二階俊博名誉会長が「観光は平和産業」と提唱されるように、観光は平和の時のみ花開く産業であります。私たちは、コロナ禍・大規模災害・国家間での対立など、潮が引くように旅行者が皆無となる様を目の当たりにしました。国難ともいえる未曽有の危機を乗り越えた今、観光産業は、インバウンド急増によるオーバーツーリズムが社会問題となるなど、うれしい悲鳴のごとく捉えられておりますが、旅行業をなりわいとするANTA会員にあっては、主要顧客の団体旅行需要が低迷する中、物価高騰の波が押し寄せ、人手・人材不足など諸問題が山積し、地方・地域はさらに深刻さが増しております。
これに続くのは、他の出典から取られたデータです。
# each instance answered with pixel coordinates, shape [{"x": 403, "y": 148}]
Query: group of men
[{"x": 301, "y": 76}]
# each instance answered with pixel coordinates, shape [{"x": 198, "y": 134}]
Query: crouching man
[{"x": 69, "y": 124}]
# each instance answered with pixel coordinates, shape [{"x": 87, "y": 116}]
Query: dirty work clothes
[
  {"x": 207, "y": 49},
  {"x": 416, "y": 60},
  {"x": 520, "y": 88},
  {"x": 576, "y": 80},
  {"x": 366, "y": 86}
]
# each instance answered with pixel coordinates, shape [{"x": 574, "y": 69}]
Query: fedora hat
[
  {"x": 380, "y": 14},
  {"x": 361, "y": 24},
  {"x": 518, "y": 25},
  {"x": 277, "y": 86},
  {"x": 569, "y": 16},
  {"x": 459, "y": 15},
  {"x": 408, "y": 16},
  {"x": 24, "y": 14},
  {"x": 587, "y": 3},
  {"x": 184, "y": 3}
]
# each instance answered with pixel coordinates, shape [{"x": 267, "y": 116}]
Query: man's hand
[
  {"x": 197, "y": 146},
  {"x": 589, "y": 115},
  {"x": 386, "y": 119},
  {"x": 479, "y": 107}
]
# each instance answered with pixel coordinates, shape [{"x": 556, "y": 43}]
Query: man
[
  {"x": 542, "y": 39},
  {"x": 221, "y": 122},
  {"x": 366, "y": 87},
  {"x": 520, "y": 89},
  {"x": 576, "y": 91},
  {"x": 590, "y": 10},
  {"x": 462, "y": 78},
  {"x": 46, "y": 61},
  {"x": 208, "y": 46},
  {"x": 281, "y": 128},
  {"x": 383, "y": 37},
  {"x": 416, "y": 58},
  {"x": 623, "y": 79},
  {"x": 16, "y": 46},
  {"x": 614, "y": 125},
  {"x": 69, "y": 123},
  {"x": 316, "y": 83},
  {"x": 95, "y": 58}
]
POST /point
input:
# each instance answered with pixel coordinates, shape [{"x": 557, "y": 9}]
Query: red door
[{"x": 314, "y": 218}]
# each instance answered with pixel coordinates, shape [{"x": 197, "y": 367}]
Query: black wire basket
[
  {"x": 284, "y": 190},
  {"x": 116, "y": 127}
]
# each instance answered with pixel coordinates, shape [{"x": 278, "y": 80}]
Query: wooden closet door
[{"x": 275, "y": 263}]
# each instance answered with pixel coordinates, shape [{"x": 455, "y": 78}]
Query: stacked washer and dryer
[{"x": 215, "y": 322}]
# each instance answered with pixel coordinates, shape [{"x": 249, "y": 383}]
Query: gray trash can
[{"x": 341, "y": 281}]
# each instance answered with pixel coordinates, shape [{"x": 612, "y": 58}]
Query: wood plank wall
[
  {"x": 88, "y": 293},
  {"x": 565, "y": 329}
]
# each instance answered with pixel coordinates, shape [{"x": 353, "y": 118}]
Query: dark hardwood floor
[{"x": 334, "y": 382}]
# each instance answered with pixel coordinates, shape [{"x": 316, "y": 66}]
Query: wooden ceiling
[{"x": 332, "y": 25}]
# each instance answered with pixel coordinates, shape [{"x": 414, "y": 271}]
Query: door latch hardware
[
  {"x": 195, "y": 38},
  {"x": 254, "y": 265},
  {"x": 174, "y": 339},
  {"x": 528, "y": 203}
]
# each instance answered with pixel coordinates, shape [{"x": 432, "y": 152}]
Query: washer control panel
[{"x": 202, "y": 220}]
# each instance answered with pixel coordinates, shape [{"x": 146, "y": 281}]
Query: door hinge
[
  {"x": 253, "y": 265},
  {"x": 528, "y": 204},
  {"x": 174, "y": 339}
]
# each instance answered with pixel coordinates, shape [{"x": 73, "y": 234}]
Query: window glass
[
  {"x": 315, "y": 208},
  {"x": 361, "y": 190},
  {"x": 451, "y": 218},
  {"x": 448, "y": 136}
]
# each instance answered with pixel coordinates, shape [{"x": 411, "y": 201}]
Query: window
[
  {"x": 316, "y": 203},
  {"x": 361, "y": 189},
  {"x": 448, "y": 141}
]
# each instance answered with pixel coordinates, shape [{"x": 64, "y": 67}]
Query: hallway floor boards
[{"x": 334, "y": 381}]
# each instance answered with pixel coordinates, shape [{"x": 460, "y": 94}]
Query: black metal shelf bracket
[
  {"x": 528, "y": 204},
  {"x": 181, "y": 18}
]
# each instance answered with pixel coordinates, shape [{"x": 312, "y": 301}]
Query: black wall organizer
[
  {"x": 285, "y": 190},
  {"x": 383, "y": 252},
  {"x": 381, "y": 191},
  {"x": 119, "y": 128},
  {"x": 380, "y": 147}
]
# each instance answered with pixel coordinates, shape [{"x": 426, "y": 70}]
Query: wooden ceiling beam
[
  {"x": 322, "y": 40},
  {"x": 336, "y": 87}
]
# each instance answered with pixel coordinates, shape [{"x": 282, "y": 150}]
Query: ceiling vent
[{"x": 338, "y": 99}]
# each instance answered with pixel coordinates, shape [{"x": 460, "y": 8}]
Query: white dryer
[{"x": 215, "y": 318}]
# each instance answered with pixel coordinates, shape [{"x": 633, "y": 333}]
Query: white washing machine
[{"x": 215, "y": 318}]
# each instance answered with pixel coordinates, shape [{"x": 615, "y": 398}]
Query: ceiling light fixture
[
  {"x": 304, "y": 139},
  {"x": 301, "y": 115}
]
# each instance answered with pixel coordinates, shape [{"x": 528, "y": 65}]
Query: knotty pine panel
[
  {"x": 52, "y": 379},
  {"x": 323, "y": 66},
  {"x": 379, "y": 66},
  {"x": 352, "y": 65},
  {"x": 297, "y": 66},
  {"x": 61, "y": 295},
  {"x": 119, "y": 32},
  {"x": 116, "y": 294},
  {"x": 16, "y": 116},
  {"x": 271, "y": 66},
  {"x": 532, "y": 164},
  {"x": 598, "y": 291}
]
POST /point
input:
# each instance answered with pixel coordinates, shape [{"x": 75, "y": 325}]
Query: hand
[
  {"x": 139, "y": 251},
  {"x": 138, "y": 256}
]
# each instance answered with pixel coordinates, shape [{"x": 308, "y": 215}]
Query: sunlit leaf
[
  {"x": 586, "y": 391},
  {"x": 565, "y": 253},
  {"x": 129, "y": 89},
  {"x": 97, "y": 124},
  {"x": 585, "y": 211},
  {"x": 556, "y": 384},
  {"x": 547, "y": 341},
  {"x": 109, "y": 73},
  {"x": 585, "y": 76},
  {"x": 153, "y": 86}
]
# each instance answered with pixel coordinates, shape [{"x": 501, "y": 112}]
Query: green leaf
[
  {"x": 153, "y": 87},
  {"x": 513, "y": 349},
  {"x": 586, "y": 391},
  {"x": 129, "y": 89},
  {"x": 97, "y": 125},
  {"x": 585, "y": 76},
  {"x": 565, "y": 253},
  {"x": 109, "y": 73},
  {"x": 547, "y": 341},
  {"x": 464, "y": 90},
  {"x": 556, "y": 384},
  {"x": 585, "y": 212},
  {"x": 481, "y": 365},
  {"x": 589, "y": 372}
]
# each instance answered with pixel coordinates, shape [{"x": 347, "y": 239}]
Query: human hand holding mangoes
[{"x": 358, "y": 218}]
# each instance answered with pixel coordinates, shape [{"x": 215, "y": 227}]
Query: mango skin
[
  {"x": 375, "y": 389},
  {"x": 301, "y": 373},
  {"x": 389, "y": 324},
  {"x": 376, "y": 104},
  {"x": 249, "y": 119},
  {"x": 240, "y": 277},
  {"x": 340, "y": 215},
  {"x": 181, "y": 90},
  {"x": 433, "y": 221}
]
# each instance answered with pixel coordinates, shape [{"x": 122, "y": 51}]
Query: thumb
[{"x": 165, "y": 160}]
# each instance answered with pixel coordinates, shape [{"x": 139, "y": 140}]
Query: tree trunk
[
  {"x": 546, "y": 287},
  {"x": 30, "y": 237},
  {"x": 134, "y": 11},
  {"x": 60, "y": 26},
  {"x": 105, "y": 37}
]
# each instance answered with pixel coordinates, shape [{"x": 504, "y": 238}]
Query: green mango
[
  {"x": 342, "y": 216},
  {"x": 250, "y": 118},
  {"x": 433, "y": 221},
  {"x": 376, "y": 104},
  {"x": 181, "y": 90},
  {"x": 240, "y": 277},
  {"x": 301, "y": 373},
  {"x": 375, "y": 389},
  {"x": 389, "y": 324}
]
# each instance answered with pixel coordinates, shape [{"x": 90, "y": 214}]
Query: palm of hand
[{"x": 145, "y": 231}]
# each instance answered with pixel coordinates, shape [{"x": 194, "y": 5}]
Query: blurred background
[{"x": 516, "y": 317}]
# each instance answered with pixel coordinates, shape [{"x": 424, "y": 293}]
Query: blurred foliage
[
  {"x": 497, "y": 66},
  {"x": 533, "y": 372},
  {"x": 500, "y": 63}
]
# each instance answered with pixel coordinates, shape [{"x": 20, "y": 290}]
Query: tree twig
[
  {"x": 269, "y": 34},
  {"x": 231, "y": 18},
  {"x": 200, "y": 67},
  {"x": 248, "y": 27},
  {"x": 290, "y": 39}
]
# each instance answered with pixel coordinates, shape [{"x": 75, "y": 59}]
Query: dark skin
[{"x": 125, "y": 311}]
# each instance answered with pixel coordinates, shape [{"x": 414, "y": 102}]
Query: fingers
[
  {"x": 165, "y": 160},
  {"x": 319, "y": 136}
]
豊富な観光資源に恵まれた当地・奈良といえども、その例外ではなく、多くの旅行者は奈良の中心エリアだけを日帰り旅行で済ませる傾向が大きな課題となっています。奈良観光の魅力を理解するには、県内各地の旅を奥深く堪能してこそ、未知の発見と秘められた真価に気付くことができます。本フォーラムのテーマ「建国の地 奈良からふたたび」は、新たな観光立国へ歩み始める再出発にふさわしい日本原点の地において、各地域が抱える課題を共有し、「地域創生の宝」を発掘する絶好のビジネスチャンスとしていただき、5400社の会員ネットワークを最大限に生かし全国波及させる発信地としたい、そのような願いも込められております。このたびの奈良フォーラムの開催が会員の皆さまにとって、お互いを高め合い、共存共栄する実り多き有意義な場となることを大いに期待いたします。
結びに、奈良の観光のますますのご発展と一層の飛躍、そしてお集まりの皆さまのご健勝とご隆盛を心より祈念いたしまして、私からのごあいさつとさせていただきます。